Tembakau telah mengalami perjalanan sejarah yang panjang. Perbincangan tentangnya selalu mengalami tarik ulur pro dan kontra yang tak berkesudahan. Tak jarang, dalam perjalanannya itu, terselip ragam intrik untuk menghilangkan fakta khasiat atau manfaat tanaman  yang pernah mendapat sebutan “tanaman suci” ini.

Ambil contoh saja, wacana anti-tembakau yang gencar dilakukan beberapa kalangan. Tembakau yang menjadi bahan baku rokok diidentikan dengan persoalan kesehatan. “Tanaman suci” ini dicap menjadi ancaman kematian satu miliar orang di dunia. Implikasinya, muncul banyak tata aturan yang mengatur bahkan membatasi peredaran tembakau dan rokok. Parahnya lagi, muncul diskriminasi yang dilekatkan pada perokok dalam hal ini sebagai konsumen tembakau.

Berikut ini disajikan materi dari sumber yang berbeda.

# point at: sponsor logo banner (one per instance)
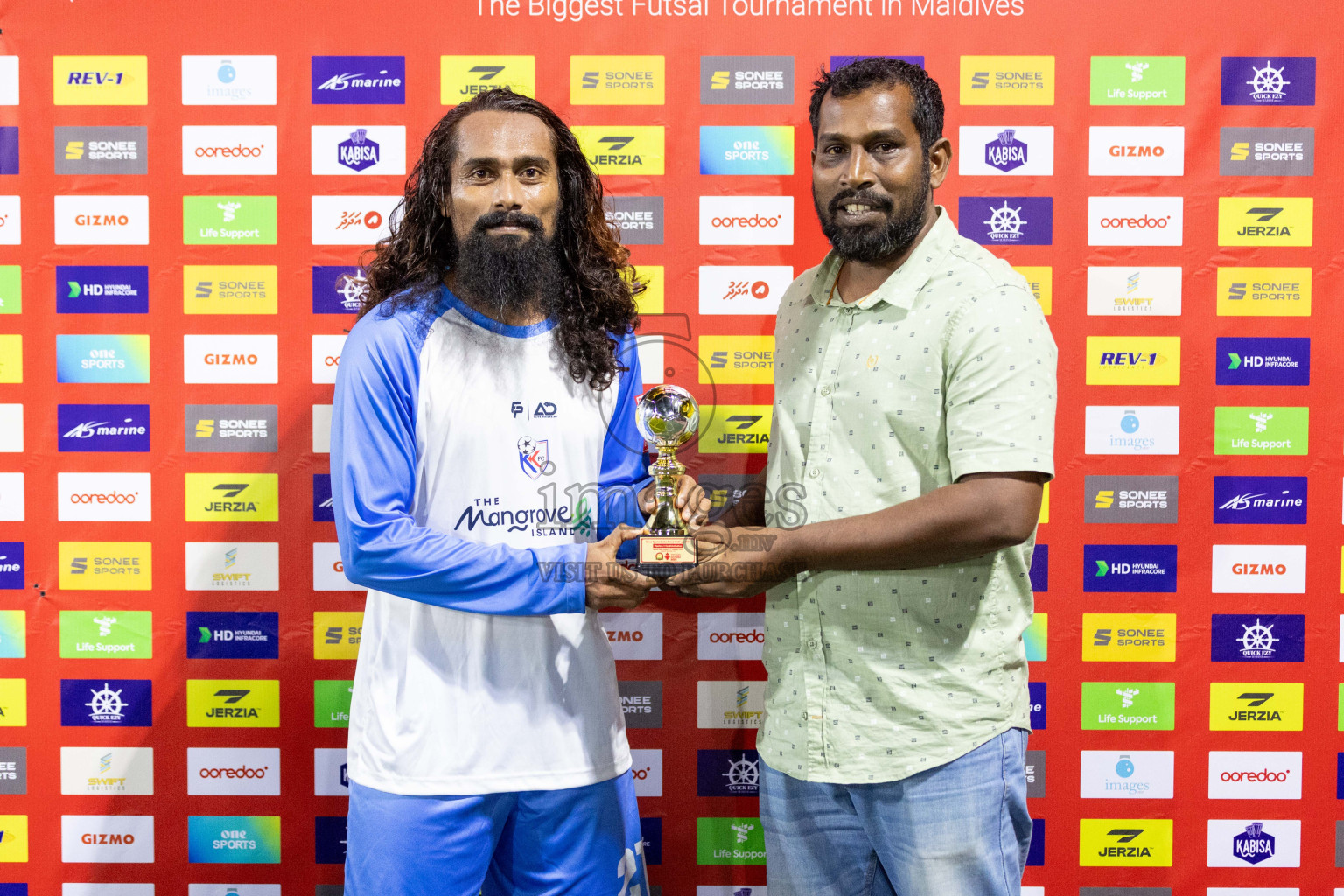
(233, 635)
(1130, 637)
(639, 220)
(1254, 775)
(358, 150)
(641, 703)
(460, 78)
(634, 634)
(102, 289)
(1138, 774)
(757, 150)
(1128, 360)
(1133, 569)
(1007, 220)
(1138, 80)
(1007, 80)
(228, 220)
(228, 150)
(233, 773)
(228, 80)
(359, 80)
(1153, 152)
(1277, 152)
(101, 150)
(222, 703)
(107, 838)
(730, 704)
(108, 770)
(102, 634)
(1264, 291)
(100, 80)
(617, 80)
(1265, 220)
(1260, 569)
(1269, 80)
(1260, 430)
(105, 566)
(746, 80)
(1264, 360)
(1007, 150)
(727, 773)
(1130, 705)
(622, 150)
(98, 703)
(1130, 499)
(1241, 705)
(1125, 841)
(98, 220)
(233, 566)
(233, 838)
(1277, 500)
(1135, 220)
(730, 635)
(746, 220)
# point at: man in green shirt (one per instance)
(913, 422)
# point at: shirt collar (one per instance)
(900, 288)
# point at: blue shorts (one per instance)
(582, 841)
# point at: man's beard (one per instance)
(508, 274)
(872, 245)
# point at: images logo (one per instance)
(1138, 80)
(359, 80)
(1007, 220)
(1007, 80)
(617, 80)
(100, 80)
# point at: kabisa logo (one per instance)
(1269, 80)
(102, 427)
(359, 80)
(1007, 220)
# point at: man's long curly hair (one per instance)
(409, 265)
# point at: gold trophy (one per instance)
(667, 418)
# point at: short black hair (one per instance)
(882, 72)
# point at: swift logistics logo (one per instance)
(1007, 220)
(1265, 220)
(1264, 360)
(1130, 569)
(746, 80)
(617, 80)
(1128, 360)
(460, 78)
(1007, 80)
(1269, 80)
(622, 150)
(359, 80)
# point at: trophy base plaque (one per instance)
(662, 556)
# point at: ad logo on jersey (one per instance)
(359, 80)
(1138, 569)
(101, 150)
(94, 703)
(1007, 220)
(1276, 500)
(102, 427)
(102, 289)
(1264, 361)
(233, 635)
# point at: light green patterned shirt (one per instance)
(947, 369)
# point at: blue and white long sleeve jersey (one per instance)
(468, 468)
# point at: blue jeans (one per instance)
(957, 830)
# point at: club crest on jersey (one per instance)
(533, 456)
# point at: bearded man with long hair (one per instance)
(484, 473)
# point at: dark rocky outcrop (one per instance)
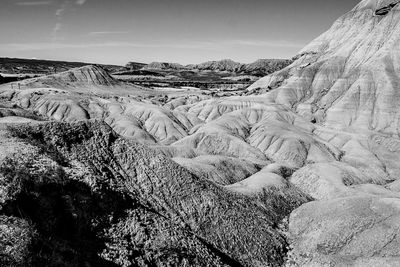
(88, 192)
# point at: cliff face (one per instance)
(349, 76)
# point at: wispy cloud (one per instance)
(108, 33)
(34, 3)
(59, 14)
(195, 45)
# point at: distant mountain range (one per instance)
(260, 67)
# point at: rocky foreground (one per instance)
(302, 170)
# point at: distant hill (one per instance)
(222, 65)
(163, 66)
(134, 66)
(34, 66)
(259, 68)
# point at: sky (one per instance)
(182, 31)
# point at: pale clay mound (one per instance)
(327, 126)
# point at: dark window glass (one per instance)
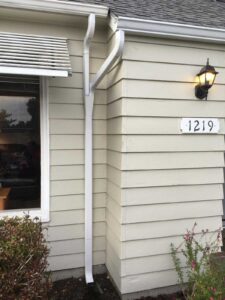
(19, 143)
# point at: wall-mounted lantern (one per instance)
(206, 78)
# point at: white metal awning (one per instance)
(34, 55)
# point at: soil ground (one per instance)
(76, 289)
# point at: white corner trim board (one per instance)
(89, 90)
(57, 6)
(168, 30)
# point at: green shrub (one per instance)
(23, 259)
(198, 274)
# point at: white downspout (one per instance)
(89, 89)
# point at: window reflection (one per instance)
(19, 144)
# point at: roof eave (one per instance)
(59, 7)
(167, 29)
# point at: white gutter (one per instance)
(167, 30)
(89, 90)
(57, 6)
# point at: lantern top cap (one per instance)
(207, 69)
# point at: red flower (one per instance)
(193, 264)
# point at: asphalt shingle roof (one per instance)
(209, 13)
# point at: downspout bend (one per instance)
(89, 89)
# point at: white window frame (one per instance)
(43, 212)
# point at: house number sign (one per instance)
(200, 125)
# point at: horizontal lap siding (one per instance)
(162, 180)
(113, 229)
(66, 117)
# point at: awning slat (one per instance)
(27, 53)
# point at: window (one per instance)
(23, 145)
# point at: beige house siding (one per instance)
(161, 181)
(66, 117)
(151, 182)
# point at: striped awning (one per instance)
(34, 55)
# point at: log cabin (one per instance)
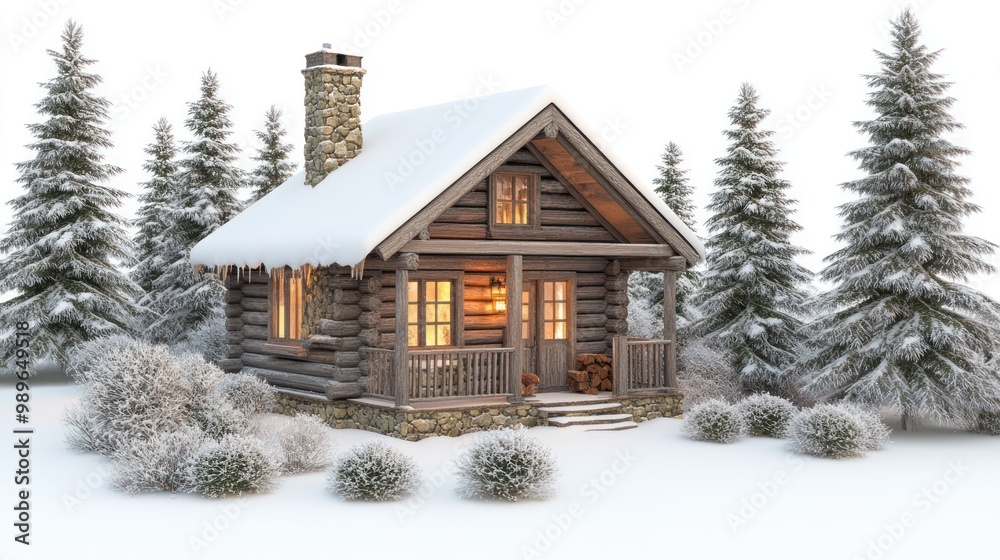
(418, 265)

Tidak hanya oleh kalangan sipil, lontaran diskriminasi bahkan dilakukan oleh perangkat negara setingkat menteri. Misalnya saja: lontaran perokok mendapat ancaman tidak boleh mendapatkan hak jaminan kesehatan. Baru-baru ini ada ucapan dari Menteri Kesehatan Nafsiah Mboi, bahwa perokok dilarang untuk menjadi pegawai negeri sipil. Sungguh mengecewakan.

Namun demikian, tembakau kembali menjadi perbincangan. Bukan karena dicap sebagai peyebab persoalan kesehatan, justru karena manfaatnya. Berikut tidak fakta mutakhir manfaat tembakau:

  1. Penangkal  Virus Ebola

Dunia sedang dihebohkan dengan kemunculan virus Ebola. Kurang dari empat bulan sejak virus Ebola menyebar, 932 warga Sierra leone, Guinea, Liberia dan Nigeria meregang nyawa. Dalam perkembangannya, data tersebut meningkat hingga lebih 1.500 orang meninggal dunia.

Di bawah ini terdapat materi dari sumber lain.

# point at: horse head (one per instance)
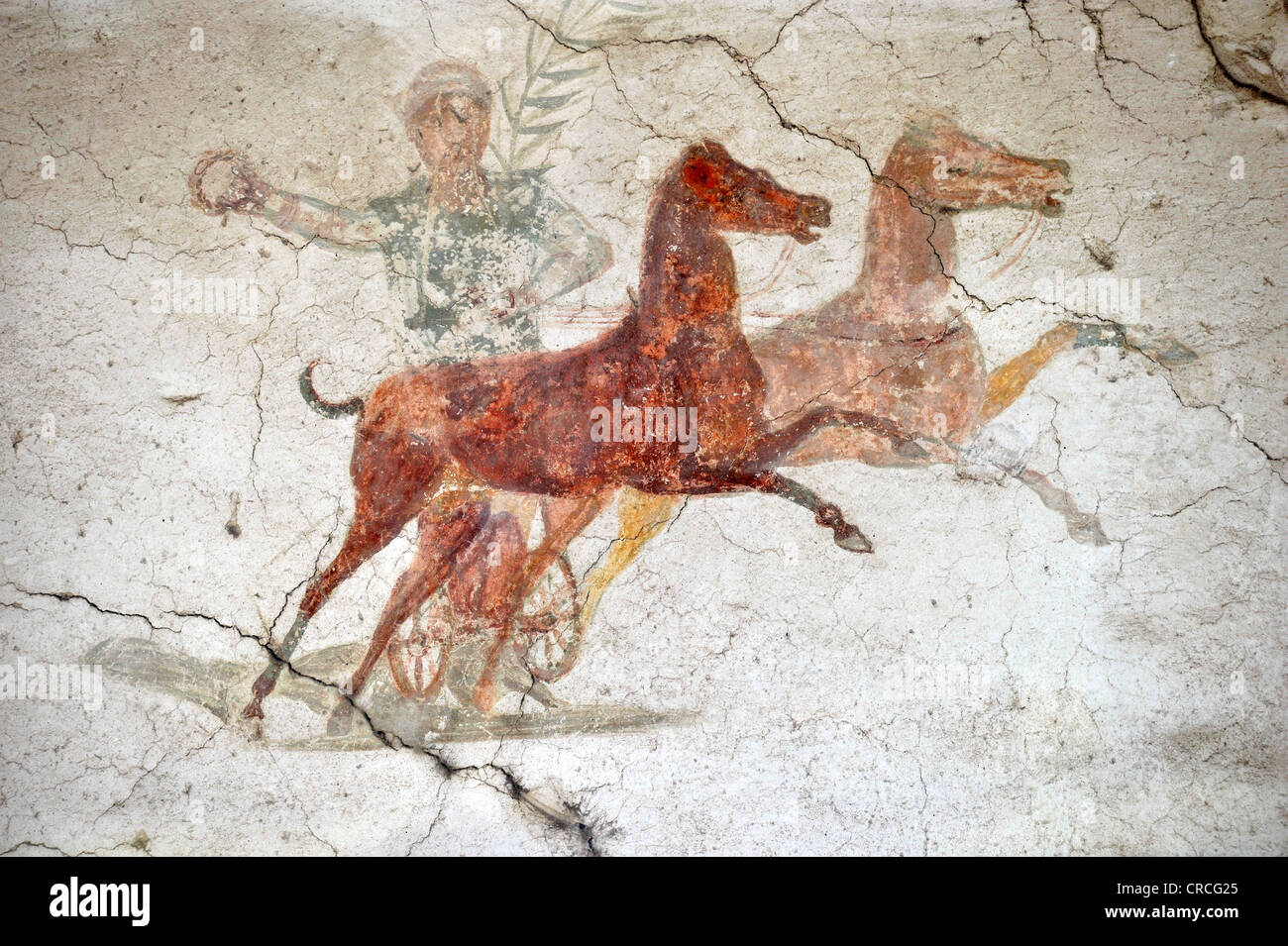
(732, 197)
(943, 167)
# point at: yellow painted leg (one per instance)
(1008, 382)
(642, 516)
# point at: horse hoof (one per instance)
(1094, 335)
(851, 540)
(1164, 351)
(340, 719)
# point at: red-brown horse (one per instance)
(429, 438)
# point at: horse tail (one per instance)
(327, 408)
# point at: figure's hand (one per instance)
(226, 180)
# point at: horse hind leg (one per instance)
(643, 516)
(385, 503)
(441, 540)
(565, 521)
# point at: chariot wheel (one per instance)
(417, 661)
(549, 627)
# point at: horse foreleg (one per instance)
(565, 519)
(642, 517)
(773, 446)
(1008, 382)
(825, 514)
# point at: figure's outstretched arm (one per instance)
(227, 181)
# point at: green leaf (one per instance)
(542, 129)
(548, 103)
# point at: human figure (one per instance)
(472, 255)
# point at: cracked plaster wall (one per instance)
(1132, 692)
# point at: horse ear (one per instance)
(698, 172)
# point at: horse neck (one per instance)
(907, 252)
(687, 273)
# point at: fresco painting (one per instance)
(613, 292)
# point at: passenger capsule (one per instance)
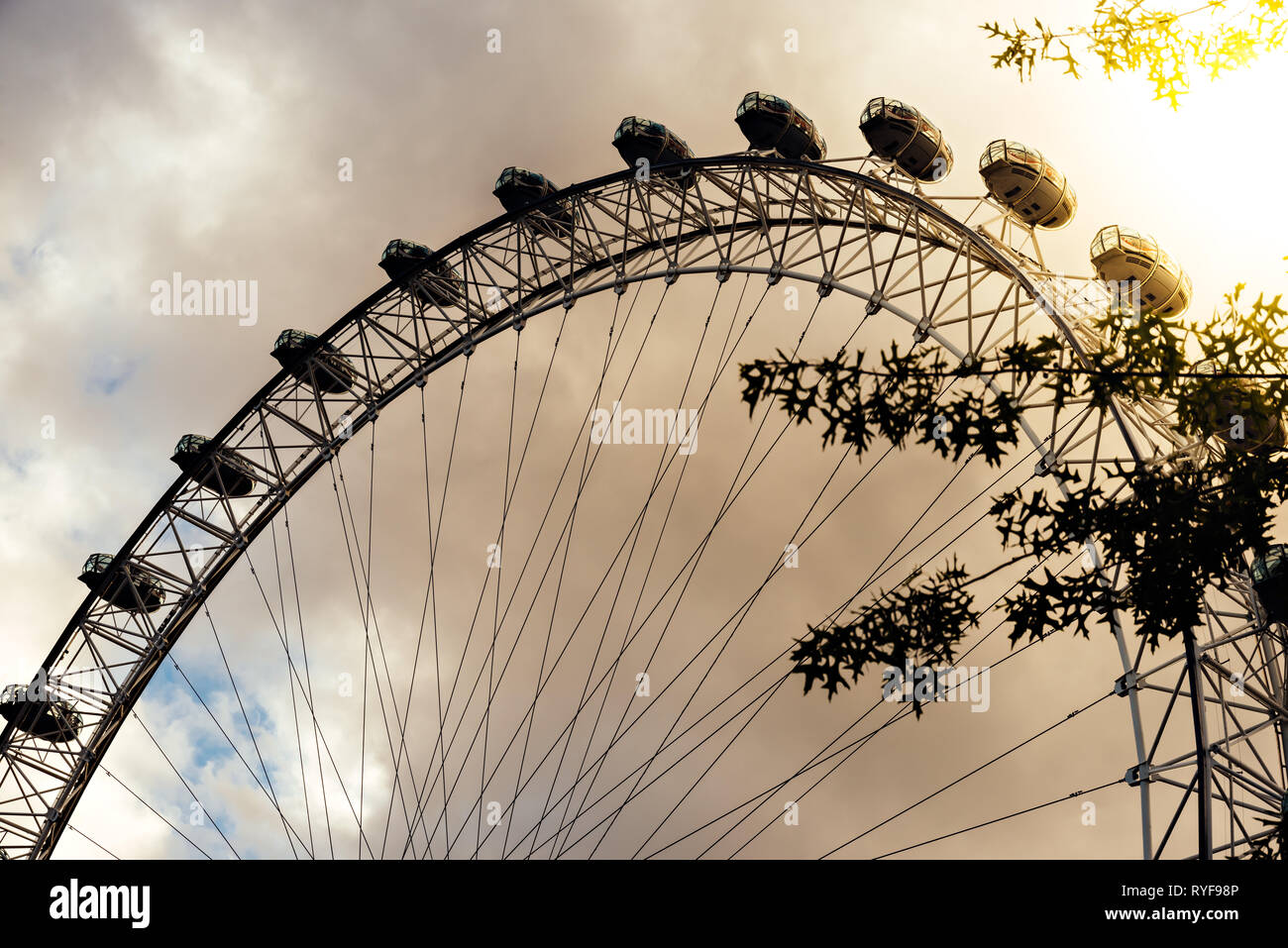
(55, 721)
(125, 591)
(900, 133)
(518, 188)
(1125, 257)
(1022, 180)
(223, 472)
(773, 124)
(439, 283)
(1269, 576)
(327, 371)
(639, 138)
(1261, 430)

Virus Ebola diidentikkan dengan virus HIV. Virus Ebola menyerang organ yang juga menjadi sasaran virus HIV.  Selain itu, ternyata belum ada satu pun obat yang mampu mengankal virus ini. Dalam catatan dunia kesehatan, infeksi virus Ebola merupakan wabah terbesar dalam sejarah. Tidak hanya di benua Afrika, virus Ebola juga telah menyebar di belahan dunia lain, salah satunya Amerika.

Baru-baru ini, tembakau menjadi elemen yang dikembangkan untuk mengangkal virus Ebola. Beberapa penelitian di beberapa negara menunjukkan fakta yang menggembirakan. Salah satu penelitian yang dilakukan The Scripps Research Institute, sebagaimana dikutip oleh Reuters menunjukkan bahwa tembakau merupakan salah satu bahan dasar yang baik untuk memperkuat system antibodi. Obat berbahan baku tembakau yang dikembangkan adalah ZMapp.

  1. Bahan bakar alternatif untuk pesawat

Perusahaan pembuat pesawat terbang Amerika Serikat, Boeing bekerjasama dengan perusahaan penerbangan Afrika Selatan dan perusahaan bahan bakar biofuel pesawat asal Belanda, SkyNRG mengebangkan bahan bakar jet dari biji tanaman tembakau. Bahan bakar yang berasal dari tembakau ini juga untuk mempromoskan energi ramah lingkungan. Bahan bakar dari tembakau ini dipercaya mampu mengurangi emisi karbon hingga 80 %.

Dunia sedang optimis dengan peran tembakau. Barangkali, hanya segelintir saja kelompok anti rokok yang  tertunduk lesu dan tidak bahagia. Atau, segelintir orang yang lebih percaya kebohongan dunia farmasi supaya asap dapur tetap mengepul. Mungkin saja.